Connect Claude Desktop and ask:

  • "What's been the busiest property this quarter?"
  • "Show me approved profiles with scores below 70."
  • "Has Aaron Bell logged in recently? Has he reviewed anything yet?" — Aaron is the deliberate "new hire we haven't trained yet" case in the dataset; the agent finds his login events but no review actions, which is the correct answer.
  • "Are there any duplicate documents across applications?" — the dataset has one deliberate hash collision (Buddy and Bella's vaccination PDFs) so the agent has something real to report.

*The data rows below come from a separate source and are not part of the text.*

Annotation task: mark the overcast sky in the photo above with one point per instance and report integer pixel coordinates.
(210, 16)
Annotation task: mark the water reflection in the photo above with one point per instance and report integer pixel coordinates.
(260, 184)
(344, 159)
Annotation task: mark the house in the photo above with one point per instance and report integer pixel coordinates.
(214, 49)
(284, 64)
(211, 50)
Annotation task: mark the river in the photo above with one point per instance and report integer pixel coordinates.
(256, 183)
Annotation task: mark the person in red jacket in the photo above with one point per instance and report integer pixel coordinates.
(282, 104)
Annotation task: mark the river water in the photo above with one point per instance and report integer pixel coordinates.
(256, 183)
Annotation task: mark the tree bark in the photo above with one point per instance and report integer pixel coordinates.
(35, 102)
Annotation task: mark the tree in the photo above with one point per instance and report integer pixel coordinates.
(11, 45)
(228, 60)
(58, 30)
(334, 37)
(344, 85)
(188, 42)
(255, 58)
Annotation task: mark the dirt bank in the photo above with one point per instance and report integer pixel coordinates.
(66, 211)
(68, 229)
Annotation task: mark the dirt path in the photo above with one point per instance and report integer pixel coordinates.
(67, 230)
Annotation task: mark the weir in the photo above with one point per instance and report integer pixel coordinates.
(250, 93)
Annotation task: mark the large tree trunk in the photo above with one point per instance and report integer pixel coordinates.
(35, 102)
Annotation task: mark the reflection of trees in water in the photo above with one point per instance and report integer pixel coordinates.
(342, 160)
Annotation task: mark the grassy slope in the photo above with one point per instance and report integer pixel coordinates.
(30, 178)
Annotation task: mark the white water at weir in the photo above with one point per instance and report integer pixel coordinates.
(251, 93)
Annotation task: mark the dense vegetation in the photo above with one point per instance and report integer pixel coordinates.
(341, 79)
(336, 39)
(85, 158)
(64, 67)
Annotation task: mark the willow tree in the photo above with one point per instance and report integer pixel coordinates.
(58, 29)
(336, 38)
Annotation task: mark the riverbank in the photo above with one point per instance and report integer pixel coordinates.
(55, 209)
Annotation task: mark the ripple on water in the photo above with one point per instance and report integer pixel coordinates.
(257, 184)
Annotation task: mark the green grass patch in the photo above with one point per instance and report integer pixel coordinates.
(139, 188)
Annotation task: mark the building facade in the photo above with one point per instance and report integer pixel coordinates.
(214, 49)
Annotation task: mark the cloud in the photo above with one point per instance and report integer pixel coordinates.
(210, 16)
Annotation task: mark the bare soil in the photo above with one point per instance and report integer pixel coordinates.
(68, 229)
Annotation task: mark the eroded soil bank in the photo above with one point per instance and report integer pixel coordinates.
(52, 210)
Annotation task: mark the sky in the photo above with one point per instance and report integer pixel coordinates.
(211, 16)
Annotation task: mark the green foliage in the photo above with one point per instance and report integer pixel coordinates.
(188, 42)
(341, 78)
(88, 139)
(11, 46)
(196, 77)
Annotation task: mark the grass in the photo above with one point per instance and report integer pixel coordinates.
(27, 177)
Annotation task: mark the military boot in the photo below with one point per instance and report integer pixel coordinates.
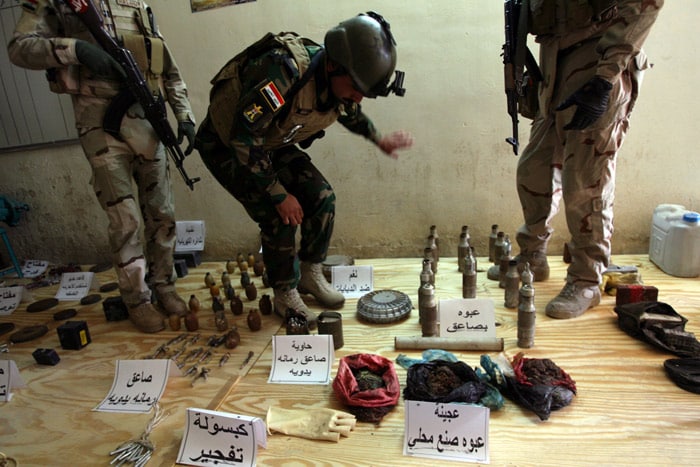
(314, 282)
(291, 299)
(171, 303)
(146, 318)
(573, 301)
(538, 264)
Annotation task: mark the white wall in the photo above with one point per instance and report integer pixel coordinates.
(460, 170)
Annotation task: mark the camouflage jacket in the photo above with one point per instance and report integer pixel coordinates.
(618, 31)
(251, 115)
(45, 37)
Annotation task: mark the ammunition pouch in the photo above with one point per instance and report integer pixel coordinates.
(543, 15)
(148, 52)
(65, 80)
(528, 98)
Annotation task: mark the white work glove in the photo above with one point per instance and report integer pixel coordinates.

The dataset is fully deterministic — same flags produce byte-identical rows on every run, which makes screenshots stable and assertions easy to write. Synthetic rows carry seeded=true; the production-safety gate (LEASHPASS_PRODUCTION=true) refuses to start a real deployment that accidentally got seeded. Full docs: seeding.md.

The stack.

Boring, well-understood pieces — chosen so the binary is easy to operate and easy to read.

Go

Single static binary, fast cold-start, trivial cross-compilation. The standard library does most of what we need; the dependency tree stays small.

html/template

Server-rendered HTML with auto-escaping. No framework, no build step, no JS bundle. The whole app loads in under a second on a 3G connection.

Postgres + SQLite

Same SQL, two dialects. SQLite for dev and for single-tenant edge deployments, Postgres for everything else. Migrations and conformance tests run against both.

ONNX Runtime

For future on-device document classification. Keeps the binary fully self-hosted even when document understanding lands — no third-party vision API required.

Goose migrations

Embedded SQL migrations applied at boot. Forward-only by default; a clear path to downgrades for the rare cases that need them.

Apache 2.0

Permissive license with explicit patent grant. Suitable for commercial integration without copyleft obligations on the consumer's code.

Contributing.

LeashPass welcomes pull requests, issues, and design feedback. The CONTRIBUTING guide walks through the local development setup, test conventions, and PR review process.

All commits must carry a Developer Certificate of Origin (DCO) sign-off. The code of conduct applies to all project spaces.

Security issues should be reported via GitHub's private vulnerability reporting — please don't open public issues for vulnerabilities.